I conclude with some comments about the appropriateness of education beyond the secondary level. We are at risk in this country of promoting and of focusing on tertiary education when quite rightly for many people we should be focussing on the VET sector—the skill sector. Why do I say that? For numbers of reasons. Having been associated for some years teaching at an agricultural university in Western Australia, I saw many instances of substantial differences or barriers against young people participating in tertiary education, when the right place for them was the postsecondary and VET sector. I speak of gender differences: at the age of 17, young women very often are more mature than young men. Young men are not ready to focus on the discipline and the rigour of a tertiary qualification when at that stage they may well be interested in the more practical nature of VET sector training.

Socioeconomics is a factor, and we are addressing it in this bill. Personal circumstances are among other factors. There are students who sometimes cannot be released for full-time study either because of family circumstances or they may be required in their own family's or other businesses on a full-time basis. But they could actually participate part-time, and VET sector training is more appropriate for those people.

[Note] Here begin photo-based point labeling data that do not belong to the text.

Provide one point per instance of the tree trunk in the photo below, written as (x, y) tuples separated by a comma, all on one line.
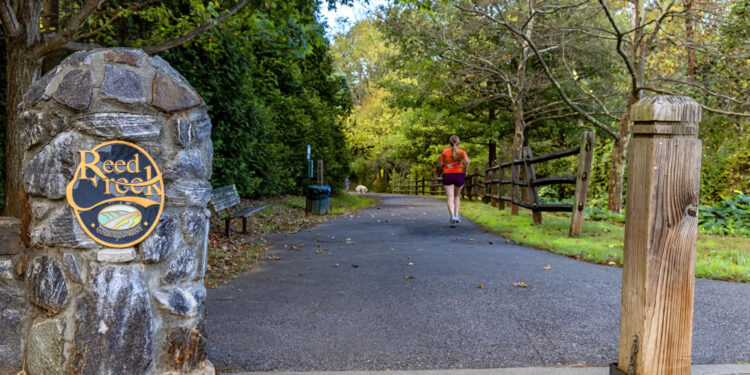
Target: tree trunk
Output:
[(21, 72), (619, 156), (619, 150), (689, 38)]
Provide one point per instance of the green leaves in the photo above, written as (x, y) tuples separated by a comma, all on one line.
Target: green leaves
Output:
[(729, 217)]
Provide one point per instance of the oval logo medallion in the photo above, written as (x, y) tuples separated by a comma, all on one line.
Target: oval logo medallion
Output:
[(117, 193)]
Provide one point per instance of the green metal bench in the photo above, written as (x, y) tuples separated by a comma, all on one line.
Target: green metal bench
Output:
[(226, 202)]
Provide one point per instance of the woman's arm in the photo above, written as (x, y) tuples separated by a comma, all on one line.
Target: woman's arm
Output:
[(466, 160)]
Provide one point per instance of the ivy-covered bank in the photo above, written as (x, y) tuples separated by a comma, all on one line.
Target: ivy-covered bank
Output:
[(266, 74)]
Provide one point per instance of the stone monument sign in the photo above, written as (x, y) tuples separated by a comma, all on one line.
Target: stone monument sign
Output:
[(105, 273)]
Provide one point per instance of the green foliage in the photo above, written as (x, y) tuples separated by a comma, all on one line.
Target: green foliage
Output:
[(721, 258), (602, 214), (729, 217), (269, 82)]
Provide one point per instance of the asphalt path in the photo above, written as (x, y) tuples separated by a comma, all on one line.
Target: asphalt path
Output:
[(393, 287)]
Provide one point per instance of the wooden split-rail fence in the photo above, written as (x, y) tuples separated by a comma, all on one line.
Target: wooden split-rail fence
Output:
[(516, 183)]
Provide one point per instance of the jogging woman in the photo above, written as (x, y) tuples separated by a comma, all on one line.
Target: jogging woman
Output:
[(452, 161)]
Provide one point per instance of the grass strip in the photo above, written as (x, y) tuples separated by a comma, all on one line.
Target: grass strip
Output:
[(718, 258)]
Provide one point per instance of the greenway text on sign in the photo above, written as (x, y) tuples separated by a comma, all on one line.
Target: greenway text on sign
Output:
[(117, 193)]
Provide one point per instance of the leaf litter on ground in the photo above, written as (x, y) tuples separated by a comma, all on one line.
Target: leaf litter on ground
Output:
[(228, 258)]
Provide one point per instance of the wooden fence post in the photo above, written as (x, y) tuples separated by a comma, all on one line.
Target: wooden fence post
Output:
[(320, 173), (532, 194), (500, 186), (513, 187), (582, 182), (658, 278)]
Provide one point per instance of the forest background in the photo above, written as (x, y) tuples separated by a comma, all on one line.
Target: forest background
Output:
[(380, 100)]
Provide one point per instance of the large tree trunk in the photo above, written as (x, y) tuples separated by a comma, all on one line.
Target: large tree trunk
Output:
[(21, 72)]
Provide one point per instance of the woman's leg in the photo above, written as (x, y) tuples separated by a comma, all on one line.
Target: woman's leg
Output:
[(449, 190), (457, 200)]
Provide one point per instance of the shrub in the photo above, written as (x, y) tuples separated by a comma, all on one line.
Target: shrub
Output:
[(729, 217)]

One of the concerns I have is that there is all too much emphasis on people necessarily having to get a university degree. In fact, it may be far more appropriate for them to make a career for themselves in the trades areas from which they will have obtained qualifications in the VET sector. The other plea we would all make, and I concur with Senator Evans and others in this area, is that unlike the 1970s and eighties and nineties we are seeing now a more seamless movement from those who, for whatever reason, start their postsecondary training in the skills area and then develop an interest in learning. I have seen many instances of young men who have gone into the VET sector, have developed some skills, and then have developed a love of learning. They may have been told when they were kids that they were dumb and thick and could not study, but all of a sudden they have discovered that they love learning. We need to see that seamless movement into the tertiary sector and even into the post-tertiary sector of higher qualifications. I can speak of many instances of young people who we had to fight to get into the VET sector and who subsequently not only got degrees but also went on to get very good doctorates in their areas.

Those are the areas upon which I want to focus. As I said, I support the thrust of this legislation. I support any opportunity for a young person to be able to take a loan under the HELP provisions, if that is necessary. But it is not adequate to just get somebody into the postsecondary and tertiary sectors, what we need to focus on is them graduating—passing, completing and moving forward. I will give all support to those policies, those philosophies and that legislation which will achieve it.